App building without IT
Low-code/no-code platforms and AI code assistants enable employees with fewer technical skills to develop web apps, mobile apps and workflows. Citizen developers outside of IT, according to Forrester's "Automation Predictions, 2025" report, will develop 30% of GenAI-powered automation apps using low-code tools. IT will need to assist with governance practices and establish data management guidelines to ensure security and compliance.
How IT leaders can successfully capture these benefits
According to analysts, the future of IT automation will involve agentic AI, which is designed to take actions and make decisions within defined boundaries. In enterprise environments, this typically includes guardrails and human-in-the-loop oversight.
Gartner estimated that 70% of enterprises will use agentic AI to operate their IT infrastructure by 2029. The shift, which aligns with CIO priorities, will allow leaders to automate complex workflows for more "proactive, predictive operations," wrote Paul Wang, Gartner senior principal analyst, in an analyst note.
As organizations work to implement AI and automation roadmaps, the first phase is to define strategy and prioritize high-impact use cases that are aligned with business outcomes. IT leaders should also establish the governance and operating models, including data governance, AI model risk management, and security and compliance controls. Success should be defined by using clear performance metrics and KPIs tied directly to strategic goals.
IT leaders can further prepare for agentic AI and automation by partnering with vendors to experiment, rather than waiting for operational data, noted Wang. They should also align workflows and talent with AI, starting with small projects that address specific problems to achieve early successes, or "wins," and then scale AI into core processes.

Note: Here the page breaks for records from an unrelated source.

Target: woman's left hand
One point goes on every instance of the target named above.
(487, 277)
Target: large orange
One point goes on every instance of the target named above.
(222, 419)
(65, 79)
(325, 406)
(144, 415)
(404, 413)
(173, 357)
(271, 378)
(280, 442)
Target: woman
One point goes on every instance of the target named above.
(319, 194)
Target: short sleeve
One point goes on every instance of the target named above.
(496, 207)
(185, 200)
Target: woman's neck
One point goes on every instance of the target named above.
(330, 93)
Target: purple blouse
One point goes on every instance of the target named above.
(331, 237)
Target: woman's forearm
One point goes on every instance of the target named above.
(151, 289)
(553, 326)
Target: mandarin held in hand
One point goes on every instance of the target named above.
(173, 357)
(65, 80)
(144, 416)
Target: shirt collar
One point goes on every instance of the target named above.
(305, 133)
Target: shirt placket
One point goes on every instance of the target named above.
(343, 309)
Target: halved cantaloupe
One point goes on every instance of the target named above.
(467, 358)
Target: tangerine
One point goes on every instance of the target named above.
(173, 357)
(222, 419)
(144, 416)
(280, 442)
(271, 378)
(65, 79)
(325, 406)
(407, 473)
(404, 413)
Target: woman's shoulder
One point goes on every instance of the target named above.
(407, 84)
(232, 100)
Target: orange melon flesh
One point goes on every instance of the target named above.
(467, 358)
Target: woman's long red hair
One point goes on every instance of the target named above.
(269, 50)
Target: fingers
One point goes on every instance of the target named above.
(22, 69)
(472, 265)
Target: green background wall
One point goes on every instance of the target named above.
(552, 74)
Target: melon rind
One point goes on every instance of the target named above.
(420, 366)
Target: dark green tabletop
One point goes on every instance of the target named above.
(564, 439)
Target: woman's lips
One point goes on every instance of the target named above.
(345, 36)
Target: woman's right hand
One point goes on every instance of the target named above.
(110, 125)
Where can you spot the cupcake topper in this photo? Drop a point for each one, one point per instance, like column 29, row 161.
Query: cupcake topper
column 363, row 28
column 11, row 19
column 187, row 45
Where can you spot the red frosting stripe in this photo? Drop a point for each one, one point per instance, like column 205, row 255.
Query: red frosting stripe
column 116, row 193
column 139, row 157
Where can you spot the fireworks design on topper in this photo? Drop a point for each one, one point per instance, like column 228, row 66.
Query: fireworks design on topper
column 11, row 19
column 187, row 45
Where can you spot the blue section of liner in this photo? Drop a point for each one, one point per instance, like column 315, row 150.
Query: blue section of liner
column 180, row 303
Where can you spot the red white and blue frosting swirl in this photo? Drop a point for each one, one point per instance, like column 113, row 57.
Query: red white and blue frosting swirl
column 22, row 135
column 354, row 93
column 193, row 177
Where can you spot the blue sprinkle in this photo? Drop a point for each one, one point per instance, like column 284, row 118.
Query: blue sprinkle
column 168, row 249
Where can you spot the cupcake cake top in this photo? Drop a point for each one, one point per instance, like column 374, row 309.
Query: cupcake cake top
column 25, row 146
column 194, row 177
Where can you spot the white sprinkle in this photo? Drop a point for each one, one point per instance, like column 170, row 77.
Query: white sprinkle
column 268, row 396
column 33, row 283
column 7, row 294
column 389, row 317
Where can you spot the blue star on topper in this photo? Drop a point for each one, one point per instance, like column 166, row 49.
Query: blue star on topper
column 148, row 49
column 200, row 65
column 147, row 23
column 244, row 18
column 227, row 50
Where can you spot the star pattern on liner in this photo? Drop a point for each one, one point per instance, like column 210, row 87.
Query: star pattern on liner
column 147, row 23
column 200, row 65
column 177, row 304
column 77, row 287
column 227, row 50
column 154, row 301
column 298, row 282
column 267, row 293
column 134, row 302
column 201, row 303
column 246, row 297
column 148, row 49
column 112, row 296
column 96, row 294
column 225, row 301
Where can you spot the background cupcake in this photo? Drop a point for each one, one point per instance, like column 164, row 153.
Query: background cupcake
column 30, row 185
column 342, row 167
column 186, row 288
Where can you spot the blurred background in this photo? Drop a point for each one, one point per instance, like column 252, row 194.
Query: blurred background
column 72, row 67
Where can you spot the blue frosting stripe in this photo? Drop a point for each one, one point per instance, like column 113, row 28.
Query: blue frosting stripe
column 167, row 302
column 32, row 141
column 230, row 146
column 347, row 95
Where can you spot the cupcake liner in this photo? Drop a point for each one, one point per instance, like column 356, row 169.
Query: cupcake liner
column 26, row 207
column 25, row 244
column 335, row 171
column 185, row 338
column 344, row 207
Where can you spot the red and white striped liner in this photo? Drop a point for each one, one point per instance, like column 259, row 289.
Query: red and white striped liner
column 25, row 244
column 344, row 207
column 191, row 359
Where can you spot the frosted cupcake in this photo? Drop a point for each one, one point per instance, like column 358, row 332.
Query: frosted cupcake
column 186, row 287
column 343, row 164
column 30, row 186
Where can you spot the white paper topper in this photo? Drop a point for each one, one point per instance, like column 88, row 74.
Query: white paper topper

Quantifying the benefits of IT automation
Heads of IT operations -- especially in enterprise environments -- need to justify investments in IT automation initiatives and effectively communicate their business value to the CIO and other executives in terms of ROI, total cost of ownership, risk reduction, revenue growth and customer experience.
Cost optimization is measured with KPIs, such as operational cost savings (budget reduction) and cost avoidance (avoiding additional hires). Other metrics include cost per transaction (before and after automation); infrastructure utilization efficiency -- for example, improved autoscaling and scheduling in cloud-based deployments; and full-time equivalent capacity reallocation (estimated hours shifted to higher-value work).
Quality and consistency are evaluated using performance and reliability metrics, such as automated job success and failure rates and mean time to resolution. Additional indicators include error rate reduction (fewer errors than with manual processes), first-time-right rate (the percentage of tasks completed without rework) and reductions in incidents caused by human error or automation failures.
These performance and reliability metrics directly influence service availability, service-level agreement adherence and overall UX, linking automation performance to measurable business outcomes.
Finally, when it comes to autonomous IT, most organizations -- even those with advanced automation capabilities -- are still in the early stages. For many enterprises, automation tools such as RPA, AIOps and workflow orchestration are also beginning to blur the lines between IT automation and business process automation. However, governance, ownership and accountability models typically remain distinct across IT and business functions.
Kathleen Richards is a freelance journalist and industry veteran. She's a former features editor for TechTarget's Information Security magazine.